« pour Louis de Funès » – en savoir plus

 » L’acteur, aventurier intérieur, déséquilibriste, acrobate et trépasseur parfait. « 

Les textes s’appellent souvent et chaque création semble être une réponse à la précédente. Réponse ou creusement toujours. Le Public de Federico Garcia Lorca appelle Pour Louis de Funès de Valère Novarina… Dans ces deux textes il faut brûler tout le Théâtre, brûler les costumes et faire le faux acteur disparaître pour faire réapparaître le vrai théâtre, l’acteur vrai, l’essence.

Dans les deux cas, il faut creuser, creuser pour trouver le « théâtre sous le sable », creuser pour trouver l’acteur véritable dans le trou qu’est le théâtre… Finalement si proche ! C’est la continuité d’une parole que je trouve là. Nous allons nous glisser dans la parole de Novarina avec la plus extrême délicatesse. Trois comédiens, trois âges et trois générations, porteurs du verbe dans le noir… Des comédiens, de la lumière, un déshabillage de lumière/vidéo, un univers sonore et quelques objets : sculptures éphémères en décomposition et recomposition.

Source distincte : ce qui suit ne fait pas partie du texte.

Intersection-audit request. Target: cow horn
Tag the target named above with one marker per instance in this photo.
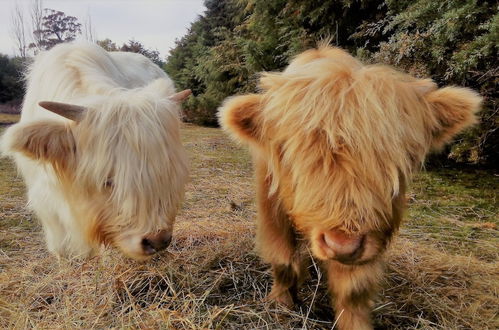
(69, 111)
(180, 96)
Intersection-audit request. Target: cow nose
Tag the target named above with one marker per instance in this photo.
(341, 246)
(156, 242)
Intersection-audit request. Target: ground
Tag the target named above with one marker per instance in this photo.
(442, 270)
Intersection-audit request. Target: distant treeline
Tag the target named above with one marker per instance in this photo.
(452, 41)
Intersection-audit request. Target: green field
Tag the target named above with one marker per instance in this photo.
(442, 269)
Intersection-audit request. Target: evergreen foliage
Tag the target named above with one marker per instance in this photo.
(452, 41)
(11, 82)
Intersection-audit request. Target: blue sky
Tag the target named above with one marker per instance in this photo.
(155, 23)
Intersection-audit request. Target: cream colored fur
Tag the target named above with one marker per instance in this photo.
(124, 172)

« L’acteur est aujourd’hui, plus que tout humanologue, programmaliste, sociologeur, recteur légiste, celui qui en sait le plus sur la pratique mentale pure, l’usure parfaite, la combustion du corps et de l’esprit, la renaissance psychique, le rêve et les records de résurrection, sur la chute, la gloire, la rechute, sur les sources, sur le saut ; il en sait mille fois plus que tous les spécialistes en tout, parce qu’il est seul à être dans l’impossibilité vitale de distinguer son corps de son esprit, le seul condamné à avancer toujours tout entier en même temps, le seul dont le mouvement vient de l’esprit et toute pensée passe trente fois par le laboratoire dedans. »

L’acteur au centre du gouffre. Acteur passeur au bord du lire. Faisons ce grand écart encore entre les formes, pour dire toujours que rien n’est figé, qu’il faut changer la forme, métamorphoser pour incendier les masques du pseudo-style. Creuser pour faire œuvre et non œuvrer à faire du théâtre creux.